Alongside these exits, major regime shifts occurred at surviving platforms. Binance transitioned from regulatory avoidance to enforced institutionalisation following multi-jurisdiction enforcement actions. Coinbase survived multiple volume troughs without altering its compliance-first posture, reinforcing its position as a durable on-off ramp.

Taken together, these outcomes show that survival has not been random. Exchanges that could not sustain banking access, compliance cost, and regulatory scrutiny exited the system. Those that could were forced to evolve into regulated infrastructure.

Banking access as the true constraint

Across all cases, banking access emerges as the decisive constraint. Exchanges without stable fiat rails effectively lose oxygen. Trading engines can continue operating temporarily, but user confidence erodes once deposits and withdrawals become unreliable.

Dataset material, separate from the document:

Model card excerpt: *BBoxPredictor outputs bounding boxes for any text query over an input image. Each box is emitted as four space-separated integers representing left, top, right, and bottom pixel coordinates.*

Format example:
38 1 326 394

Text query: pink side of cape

Maintaining those rails requires ongoing engagement with banks, payment processors, and regulators. This is not a one-time integration cost. It is a permanent operational burden. Smaller exchanges, designed for growth rather than endurance, struggled to absorb it.

As a result, on-off ramps have become the most valuable asset an exchange controls. Volume, liquidity, and user trust all flow downstream from that capability.

The infrastructure end-state

The cumulative lesson from 2021 to 2025 is that crypto exchanges are no longer optional intermediaries. They are financial border control.

They enforce rules, collect data, segment jurisdictions, and absorb regulatory pressure so that decentralised systems can connect to regulated economies. This role is expensive, unglamorous, and unavoidable.

The next wave of exchange failures will not be dramatic. It will be procedural. Lost banking partners, unmet reporting obligations, jurisdictional misalignment, and compliance fatigue will remove platforms quietly.

The survivors will not be the fastest or most innovative. They will be the ones able to endure.

Crypto exchanges are no longer competing to be marketplaces.

They are competing to be allowed to exist.